Yes some weapons yes, some weapons can be shipped in pieces and then assembled in other places…
So the fact that there are no explosives doesn’t mean they are illegal?
Explosives have to be transported with the highest security containers, there are strict regulations about that, many weapons can be assembled after transport though, and then before transport they seem innocuous, it’s complicated and I’m not a weapons expert, but I know for sure that things that don’t seem like weapons here can go on to become weapons
What will the port workers’ collective’s next move be?
We are organising a day of mobilisation for the 16th February which is when the Bahri Yanbu is due to arrive here to say no to the trafficking or arms from Genoa, we refuse to be part of the arms supply chain, so we’ve called on different organisations, anti-war organisations and so on, to join us in this action. We want the citizens of Genoa to participate in this struggle to stop the use of their port for these ends. We’re not doing this because we don’t want the work for the city, it’s a question of public security as well as an ethical question, that necessarily involves us all.
It will be difficult to draw sympathy to this cause in a region that produces arms and in a country that in 2018 exported 2.5 billion euros worth of arms.
That’s very true. Today we wrote a letter to the workers of the agency Delta that works with Bahri, because we realise that there are a lot of people that, consciously or not, works at some level in the arms industry, in Genoa there’s Leonardo, Fincantieri, lots of factories with lots of workers, that are honest and hard-working, but we need to realise all of us what it really means to complicit in this. But if we focus on the port, because more broadly we realise that it’s a very complicated question, but I think the port can make up for this..
Because people are dying while we are making money…

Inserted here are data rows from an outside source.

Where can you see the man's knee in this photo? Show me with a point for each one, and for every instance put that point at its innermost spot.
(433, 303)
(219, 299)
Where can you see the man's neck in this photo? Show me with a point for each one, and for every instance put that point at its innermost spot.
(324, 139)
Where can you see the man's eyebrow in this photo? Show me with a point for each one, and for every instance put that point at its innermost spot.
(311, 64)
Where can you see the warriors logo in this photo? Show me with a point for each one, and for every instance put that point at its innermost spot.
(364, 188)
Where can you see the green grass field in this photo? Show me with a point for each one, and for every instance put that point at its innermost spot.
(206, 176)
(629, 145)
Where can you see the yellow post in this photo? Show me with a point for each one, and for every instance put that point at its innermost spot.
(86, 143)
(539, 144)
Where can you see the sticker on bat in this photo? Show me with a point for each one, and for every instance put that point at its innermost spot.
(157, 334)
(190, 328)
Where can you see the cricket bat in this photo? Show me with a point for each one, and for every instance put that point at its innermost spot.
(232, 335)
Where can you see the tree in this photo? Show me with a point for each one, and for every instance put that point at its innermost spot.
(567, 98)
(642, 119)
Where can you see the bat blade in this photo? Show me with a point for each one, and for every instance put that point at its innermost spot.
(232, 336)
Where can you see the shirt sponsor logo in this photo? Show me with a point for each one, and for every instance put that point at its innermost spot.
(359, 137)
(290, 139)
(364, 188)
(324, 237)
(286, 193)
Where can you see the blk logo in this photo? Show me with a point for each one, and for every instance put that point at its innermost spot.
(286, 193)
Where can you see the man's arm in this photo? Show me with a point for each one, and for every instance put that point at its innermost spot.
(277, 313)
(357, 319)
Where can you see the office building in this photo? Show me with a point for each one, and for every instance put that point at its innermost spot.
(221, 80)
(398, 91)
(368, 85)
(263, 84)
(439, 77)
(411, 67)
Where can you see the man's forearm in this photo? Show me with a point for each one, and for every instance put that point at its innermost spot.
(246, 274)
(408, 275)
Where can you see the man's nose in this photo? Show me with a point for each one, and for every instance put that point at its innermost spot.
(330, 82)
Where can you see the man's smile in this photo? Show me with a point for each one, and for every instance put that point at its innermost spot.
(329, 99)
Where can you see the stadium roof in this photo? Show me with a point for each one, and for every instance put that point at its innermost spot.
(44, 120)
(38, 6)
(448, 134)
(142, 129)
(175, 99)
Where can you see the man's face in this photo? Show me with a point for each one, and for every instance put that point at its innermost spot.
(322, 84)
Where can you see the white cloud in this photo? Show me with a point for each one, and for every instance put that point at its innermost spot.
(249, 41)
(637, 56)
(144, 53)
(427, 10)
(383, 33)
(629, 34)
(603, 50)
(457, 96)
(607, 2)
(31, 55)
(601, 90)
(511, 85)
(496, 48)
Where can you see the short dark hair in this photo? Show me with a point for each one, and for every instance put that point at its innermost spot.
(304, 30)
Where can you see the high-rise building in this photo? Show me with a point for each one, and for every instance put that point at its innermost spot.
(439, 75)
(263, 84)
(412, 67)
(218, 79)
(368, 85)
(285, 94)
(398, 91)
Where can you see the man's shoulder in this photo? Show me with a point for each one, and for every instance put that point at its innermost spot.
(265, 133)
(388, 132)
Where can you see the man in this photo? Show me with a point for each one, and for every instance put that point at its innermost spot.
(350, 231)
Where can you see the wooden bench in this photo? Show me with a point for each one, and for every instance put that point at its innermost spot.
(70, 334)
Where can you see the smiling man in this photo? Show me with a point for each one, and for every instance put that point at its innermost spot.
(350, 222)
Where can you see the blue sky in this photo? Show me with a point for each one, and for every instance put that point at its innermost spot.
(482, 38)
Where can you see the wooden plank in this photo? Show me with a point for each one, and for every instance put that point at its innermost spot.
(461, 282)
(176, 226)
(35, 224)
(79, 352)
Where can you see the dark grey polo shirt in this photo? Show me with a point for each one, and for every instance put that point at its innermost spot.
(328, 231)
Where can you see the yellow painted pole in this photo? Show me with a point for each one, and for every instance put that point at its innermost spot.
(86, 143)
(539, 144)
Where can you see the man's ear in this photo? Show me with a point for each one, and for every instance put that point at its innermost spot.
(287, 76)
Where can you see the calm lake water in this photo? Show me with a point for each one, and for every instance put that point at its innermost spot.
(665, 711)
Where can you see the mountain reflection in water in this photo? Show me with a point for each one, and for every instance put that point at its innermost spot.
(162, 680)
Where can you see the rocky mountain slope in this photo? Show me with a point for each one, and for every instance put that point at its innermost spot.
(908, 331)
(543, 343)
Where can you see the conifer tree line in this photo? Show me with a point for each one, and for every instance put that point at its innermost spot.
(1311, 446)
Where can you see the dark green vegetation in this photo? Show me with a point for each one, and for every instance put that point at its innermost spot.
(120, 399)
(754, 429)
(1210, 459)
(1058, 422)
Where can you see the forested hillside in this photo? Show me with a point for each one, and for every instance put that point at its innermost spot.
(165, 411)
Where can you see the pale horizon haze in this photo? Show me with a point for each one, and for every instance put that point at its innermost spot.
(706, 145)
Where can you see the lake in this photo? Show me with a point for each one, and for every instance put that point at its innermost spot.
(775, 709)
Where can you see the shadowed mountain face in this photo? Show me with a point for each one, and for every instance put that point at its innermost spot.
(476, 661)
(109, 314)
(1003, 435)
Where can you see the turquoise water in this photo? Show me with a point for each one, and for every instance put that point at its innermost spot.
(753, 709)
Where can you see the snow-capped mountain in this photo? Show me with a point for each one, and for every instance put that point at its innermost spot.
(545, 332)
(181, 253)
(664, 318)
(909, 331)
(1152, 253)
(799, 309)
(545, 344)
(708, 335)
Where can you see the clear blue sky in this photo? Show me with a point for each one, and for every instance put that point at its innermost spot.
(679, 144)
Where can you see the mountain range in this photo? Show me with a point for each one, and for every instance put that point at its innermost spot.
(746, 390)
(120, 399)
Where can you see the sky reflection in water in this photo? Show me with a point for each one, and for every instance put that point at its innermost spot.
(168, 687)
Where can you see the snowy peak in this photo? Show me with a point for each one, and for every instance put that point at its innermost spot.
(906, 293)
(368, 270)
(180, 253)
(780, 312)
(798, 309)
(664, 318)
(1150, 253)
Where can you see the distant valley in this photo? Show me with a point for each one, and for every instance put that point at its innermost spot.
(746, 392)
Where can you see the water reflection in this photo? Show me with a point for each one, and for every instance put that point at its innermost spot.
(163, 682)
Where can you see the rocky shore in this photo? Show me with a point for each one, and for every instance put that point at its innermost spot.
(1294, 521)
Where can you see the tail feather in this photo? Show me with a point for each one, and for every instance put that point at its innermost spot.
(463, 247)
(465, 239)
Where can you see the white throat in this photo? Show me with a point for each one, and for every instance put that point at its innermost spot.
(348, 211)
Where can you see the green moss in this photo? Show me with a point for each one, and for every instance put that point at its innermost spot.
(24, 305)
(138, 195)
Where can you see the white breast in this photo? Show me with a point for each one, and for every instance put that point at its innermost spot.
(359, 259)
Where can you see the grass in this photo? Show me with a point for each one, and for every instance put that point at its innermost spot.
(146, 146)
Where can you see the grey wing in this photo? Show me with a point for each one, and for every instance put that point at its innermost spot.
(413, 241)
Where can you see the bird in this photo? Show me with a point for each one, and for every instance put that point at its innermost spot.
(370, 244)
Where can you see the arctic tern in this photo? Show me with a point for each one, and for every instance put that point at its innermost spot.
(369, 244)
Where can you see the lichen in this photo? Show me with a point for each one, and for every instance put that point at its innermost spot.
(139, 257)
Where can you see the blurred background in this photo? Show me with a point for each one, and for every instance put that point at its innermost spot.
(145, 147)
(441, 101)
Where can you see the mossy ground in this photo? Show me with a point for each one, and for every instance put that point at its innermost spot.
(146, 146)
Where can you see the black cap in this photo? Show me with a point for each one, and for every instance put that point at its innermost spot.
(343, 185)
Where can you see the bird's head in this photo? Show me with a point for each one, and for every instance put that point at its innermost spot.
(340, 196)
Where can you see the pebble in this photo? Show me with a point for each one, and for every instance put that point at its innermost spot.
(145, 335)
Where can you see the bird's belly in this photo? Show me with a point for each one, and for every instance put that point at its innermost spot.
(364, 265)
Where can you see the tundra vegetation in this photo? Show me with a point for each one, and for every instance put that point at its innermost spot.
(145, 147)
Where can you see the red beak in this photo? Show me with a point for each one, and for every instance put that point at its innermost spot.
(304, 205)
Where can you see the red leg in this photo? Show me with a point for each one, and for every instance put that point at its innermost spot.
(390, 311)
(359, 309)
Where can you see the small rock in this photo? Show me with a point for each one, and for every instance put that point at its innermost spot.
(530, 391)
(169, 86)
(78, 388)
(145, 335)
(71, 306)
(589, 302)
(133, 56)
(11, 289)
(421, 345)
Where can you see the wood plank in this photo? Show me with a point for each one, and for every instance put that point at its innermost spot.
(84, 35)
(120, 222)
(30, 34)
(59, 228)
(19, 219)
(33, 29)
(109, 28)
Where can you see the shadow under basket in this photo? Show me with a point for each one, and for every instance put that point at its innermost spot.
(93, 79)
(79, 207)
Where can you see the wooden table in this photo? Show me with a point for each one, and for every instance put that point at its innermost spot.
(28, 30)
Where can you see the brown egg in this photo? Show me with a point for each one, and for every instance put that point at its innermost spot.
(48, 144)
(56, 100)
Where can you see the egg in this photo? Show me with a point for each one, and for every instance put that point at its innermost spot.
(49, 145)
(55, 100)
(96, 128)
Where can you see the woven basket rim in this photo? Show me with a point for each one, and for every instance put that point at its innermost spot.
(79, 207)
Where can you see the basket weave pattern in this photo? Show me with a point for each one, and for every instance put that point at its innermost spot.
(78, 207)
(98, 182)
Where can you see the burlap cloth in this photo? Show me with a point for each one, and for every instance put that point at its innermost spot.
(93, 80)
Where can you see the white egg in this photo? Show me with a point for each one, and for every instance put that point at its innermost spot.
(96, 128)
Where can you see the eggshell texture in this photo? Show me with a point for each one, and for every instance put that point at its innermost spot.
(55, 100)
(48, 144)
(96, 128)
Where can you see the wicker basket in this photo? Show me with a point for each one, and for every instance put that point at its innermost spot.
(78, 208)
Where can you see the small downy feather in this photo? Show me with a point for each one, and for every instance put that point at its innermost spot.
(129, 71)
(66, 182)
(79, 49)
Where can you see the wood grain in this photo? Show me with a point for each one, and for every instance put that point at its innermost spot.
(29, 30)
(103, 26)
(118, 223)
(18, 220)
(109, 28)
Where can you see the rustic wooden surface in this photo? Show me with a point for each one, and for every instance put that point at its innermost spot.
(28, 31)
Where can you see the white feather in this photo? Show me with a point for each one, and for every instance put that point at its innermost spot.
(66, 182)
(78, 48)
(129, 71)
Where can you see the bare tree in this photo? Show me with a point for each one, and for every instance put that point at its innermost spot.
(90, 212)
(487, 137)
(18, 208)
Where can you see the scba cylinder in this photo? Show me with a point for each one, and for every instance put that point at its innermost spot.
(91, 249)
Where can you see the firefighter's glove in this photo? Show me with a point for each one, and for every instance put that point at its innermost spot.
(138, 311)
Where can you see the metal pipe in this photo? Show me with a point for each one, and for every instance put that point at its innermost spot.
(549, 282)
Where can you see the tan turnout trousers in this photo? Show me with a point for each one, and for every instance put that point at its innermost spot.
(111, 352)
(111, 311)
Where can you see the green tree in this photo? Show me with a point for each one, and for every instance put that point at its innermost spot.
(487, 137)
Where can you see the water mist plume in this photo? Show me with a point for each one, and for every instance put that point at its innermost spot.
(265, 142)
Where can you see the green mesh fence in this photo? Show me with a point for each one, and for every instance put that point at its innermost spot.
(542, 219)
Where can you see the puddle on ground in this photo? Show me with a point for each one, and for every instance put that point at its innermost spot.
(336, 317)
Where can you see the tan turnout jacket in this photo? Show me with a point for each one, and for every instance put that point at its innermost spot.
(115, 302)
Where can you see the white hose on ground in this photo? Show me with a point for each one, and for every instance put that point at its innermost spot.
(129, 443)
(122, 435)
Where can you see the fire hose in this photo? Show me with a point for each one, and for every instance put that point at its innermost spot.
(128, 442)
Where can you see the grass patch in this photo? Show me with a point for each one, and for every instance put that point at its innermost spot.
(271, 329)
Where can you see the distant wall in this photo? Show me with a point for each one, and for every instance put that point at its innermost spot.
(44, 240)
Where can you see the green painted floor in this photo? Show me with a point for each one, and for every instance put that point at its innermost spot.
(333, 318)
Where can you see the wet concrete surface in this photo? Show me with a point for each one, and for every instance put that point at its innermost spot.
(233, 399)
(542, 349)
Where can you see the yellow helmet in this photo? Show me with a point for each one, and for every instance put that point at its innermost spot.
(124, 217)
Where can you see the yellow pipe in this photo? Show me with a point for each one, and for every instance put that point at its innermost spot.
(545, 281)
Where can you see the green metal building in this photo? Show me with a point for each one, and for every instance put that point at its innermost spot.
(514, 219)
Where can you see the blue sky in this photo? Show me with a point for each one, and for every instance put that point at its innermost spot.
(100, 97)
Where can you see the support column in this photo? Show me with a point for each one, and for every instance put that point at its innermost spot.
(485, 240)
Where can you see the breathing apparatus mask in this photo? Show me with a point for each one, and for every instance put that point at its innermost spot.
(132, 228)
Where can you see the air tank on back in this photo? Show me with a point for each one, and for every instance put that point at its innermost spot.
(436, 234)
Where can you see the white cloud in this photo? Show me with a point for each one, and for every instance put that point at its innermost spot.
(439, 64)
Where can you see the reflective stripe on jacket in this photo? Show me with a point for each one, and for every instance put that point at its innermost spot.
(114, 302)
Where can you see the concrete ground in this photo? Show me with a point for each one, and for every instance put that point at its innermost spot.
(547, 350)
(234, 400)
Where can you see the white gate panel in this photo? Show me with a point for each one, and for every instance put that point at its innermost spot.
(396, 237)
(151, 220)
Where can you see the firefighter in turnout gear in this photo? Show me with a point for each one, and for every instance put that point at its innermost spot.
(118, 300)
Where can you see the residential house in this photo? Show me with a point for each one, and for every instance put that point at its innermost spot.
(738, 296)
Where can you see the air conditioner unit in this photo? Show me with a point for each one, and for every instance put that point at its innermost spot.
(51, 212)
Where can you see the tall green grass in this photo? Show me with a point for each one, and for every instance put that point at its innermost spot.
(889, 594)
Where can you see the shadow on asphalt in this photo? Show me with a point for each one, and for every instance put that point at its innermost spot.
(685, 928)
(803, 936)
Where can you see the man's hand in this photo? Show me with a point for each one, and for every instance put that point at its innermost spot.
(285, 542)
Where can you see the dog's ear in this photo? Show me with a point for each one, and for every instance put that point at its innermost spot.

We need to really think about what we are doing, we need to share in the destinies of others, not just of the workers here, but also of the people who suffer from the arms trade, from war. The solutions will be difficult to find, that’s for sure, but we have to pose this problem, as port workers it is our duty to pose this problem, as far as the port is concerned we will do everything we can to stop these ships from being loaded, these ships that are often decisive in conflicts.
We mentioned that there are deaths, what happened after the Bahri Hofuf unloaded in Iskenderun?
What happened there is emblematic of what we were saying before, these ships play a decisive role in these conflicts, it happened in Yemen last year, and it happened again here, just after the ship arrived in Iskenderun just miles from the Syrian border, Turkey began its offensive in Northern Syria, which is still going on, this huge convey waiting along the border, was probably waiting for the Hofuf’s cargo to arrive before starting the offensive, we don’t have concrete proof of this but it seems more than likely that this is what happened given the timings and from videos we’ve seen, people we’ve talked to, these ships bring transport, equipment and arms vital for a war effort, so they are decisive in conflict.
How are your relations with the trade unions, will they stand with you?
In our collective about half of us are also union reps for FILT CGIL, we’ve been meeting with the local branch which is very open to working on this and very concerned about the issue, we are going to try and organise a demonstration for when the boat arrives. We are asking the unions to call a city-wide strike, Genoa has become a symbol of anti-war sentiment, on the basis of the previous actions against the Bahri ship, we want a city-wide strike against war, not against this boat in particular but against war in general.